BBC News with Neil Nunes
West African leaders have told the
mutinous
troops who led last week's coup in Mali to restore constitutional order within 72 hours or face sanctions. The West African leaders resorted to meeting in Ivory Coast after earlier plans for talks with the coup leaders in the Malian capital Bamako were abandoned. Thomas Fessy has more.
The West African leaders are giving 72 hours to the coup leaders to restore constitutional order. They didn't say whether that meant getting the power back to the
deposed
President Amadou Toumani Toure or not. But restoring constitutional order, and if not, they would take sanctions, such as travel bans, freezing all financial assets of the coup officials and also threatening to cut off the financial links with the West African central bank.
Arab leaders meeting in Baghdad have called for the United Nations-backed peace plan for Syria to be
implemented
immediately and completely. The plan calls for the withdrawal of soldiers and heavy weapons from cities, the release of prisoners and humanitarian aid for Syrians who need it. However, only 10 leaders from the league's 22 member states were at the summit, as Wyre Davies reports.
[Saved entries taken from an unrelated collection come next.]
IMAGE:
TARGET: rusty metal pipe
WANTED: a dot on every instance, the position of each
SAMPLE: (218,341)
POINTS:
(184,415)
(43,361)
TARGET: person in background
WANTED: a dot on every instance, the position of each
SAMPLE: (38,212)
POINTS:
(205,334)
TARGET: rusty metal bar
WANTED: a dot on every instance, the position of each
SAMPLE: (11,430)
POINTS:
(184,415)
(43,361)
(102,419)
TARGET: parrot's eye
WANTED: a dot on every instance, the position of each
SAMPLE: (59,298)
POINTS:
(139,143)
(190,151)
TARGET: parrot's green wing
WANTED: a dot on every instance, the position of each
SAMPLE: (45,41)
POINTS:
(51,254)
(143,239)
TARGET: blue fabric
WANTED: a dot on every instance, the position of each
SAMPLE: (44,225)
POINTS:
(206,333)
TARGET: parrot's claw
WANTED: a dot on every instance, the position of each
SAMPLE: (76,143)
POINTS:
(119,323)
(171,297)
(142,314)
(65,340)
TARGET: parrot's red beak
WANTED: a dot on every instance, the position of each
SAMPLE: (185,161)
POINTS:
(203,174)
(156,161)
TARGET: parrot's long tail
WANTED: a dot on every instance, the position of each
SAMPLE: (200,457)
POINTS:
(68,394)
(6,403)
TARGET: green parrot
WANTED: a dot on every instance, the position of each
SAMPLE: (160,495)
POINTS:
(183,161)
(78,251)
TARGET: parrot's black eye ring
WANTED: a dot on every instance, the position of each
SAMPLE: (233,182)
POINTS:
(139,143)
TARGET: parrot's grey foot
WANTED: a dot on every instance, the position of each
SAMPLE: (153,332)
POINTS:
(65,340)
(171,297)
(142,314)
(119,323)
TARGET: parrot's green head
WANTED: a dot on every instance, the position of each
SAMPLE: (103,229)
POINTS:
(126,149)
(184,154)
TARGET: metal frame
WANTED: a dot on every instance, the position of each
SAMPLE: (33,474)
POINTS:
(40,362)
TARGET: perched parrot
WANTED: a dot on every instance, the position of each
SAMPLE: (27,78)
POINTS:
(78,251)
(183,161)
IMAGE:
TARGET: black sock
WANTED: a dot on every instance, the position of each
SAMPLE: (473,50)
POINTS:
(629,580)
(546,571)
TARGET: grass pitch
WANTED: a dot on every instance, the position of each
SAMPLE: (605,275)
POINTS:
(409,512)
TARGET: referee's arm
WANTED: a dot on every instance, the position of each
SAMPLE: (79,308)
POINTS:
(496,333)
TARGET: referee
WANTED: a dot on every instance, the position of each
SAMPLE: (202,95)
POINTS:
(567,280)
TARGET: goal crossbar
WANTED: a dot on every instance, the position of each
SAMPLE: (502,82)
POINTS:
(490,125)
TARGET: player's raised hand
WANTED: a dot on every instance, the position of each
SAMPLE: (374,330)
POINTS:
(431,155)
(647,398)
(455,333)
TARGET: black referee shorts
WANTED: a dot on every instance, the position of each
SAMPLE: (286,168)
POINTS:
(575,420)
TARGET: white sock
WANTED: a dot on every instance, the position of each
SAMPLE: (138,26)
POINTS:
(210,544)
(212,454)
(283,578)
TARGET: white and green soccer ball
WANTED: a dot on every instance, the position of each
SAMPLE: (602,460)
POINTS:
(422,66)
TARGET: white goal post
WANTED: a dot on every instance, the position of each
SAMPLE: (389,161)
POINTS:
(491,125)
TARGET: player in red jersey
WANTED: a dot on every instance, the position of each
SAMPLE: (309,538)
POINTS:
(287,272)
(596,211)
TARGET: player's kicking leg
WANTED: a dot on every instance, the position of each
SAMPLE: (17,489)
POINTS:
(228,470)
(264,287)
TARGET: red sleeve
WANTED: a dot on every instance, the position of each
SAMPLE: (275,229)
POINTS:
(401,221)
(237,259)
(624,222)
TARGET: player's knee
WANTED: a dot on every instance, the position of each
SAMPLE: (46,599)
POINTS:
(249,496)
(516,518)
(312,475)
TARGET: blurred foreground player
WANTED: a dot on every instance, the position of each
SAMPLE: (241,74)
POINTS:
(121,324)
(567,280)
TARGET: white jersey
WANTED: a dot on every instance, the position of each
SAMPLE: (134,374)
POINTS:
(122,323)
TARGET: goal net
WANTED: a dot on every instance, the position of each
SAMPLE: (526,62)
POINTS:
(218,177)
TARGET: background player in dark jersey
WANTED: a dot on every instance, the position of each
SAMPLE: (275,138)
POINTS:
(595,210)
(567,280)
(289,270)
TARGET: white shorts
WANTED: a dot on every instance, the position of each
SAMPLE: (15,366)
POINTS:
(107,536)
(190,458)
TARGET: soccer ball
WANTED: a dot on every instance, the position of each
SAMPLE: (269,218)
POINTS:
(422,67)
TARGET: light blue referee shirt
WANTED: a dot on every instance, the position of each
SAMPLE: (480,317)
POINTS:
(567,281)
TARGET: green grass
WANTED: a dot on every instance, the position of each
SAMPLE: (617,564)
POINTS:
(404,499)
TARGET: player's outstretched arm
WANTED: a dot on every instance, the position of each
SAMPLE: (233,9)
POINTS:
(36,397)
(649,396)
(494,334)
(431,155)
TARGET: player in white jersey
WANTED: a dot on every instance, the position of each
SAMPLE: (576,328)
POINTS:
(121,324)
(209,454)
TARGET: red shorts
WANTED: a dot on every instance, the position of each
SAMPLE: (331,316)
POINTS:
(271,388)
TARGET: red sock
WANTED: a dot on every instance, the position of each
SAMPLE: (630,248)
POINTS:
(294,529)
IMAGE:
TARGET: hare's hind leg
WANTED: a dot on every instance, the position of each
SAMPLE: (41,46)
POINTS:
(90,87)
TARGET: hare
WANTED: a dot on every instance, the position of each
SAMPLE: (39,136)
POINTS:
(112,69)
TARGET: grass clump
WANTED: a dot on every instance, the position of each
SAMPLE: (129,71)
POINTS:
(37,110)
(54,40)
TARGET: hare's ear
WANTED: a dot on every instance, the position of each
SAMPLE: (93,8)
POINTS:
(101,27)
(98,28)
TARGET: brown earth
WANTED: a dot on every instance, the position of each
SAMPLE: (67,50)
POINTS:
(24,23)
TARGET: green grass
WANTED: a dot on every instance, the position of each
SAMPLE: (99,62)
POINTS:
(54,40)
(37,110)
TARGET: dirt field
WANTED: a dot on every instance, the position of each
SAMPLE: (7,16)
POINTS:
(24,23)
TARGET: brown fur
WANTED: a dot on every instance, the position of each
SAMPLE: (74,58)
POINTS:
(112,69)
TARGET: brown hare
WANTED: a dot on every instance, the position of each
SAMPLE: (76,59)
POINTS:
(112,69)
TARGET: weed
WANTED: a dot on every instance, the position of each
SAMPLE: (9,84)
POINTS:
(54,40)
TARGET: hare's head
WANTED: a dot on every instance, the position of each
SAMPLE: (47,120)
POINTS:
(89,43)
Of the 22 Arab League nations, only nine of them - apart from Iraq - bothered to send their leaders here, and of course absent were many of those Sunni Gulf states which have advocated a much tougher line against Syria. So in agreeing to this UN Kofi Annan plan, there was a degree of unity here in Baghdad today. But the problem, as I say, is that many of those of the countries that advocate a much tougher line against Syria weren't represented at the highest level.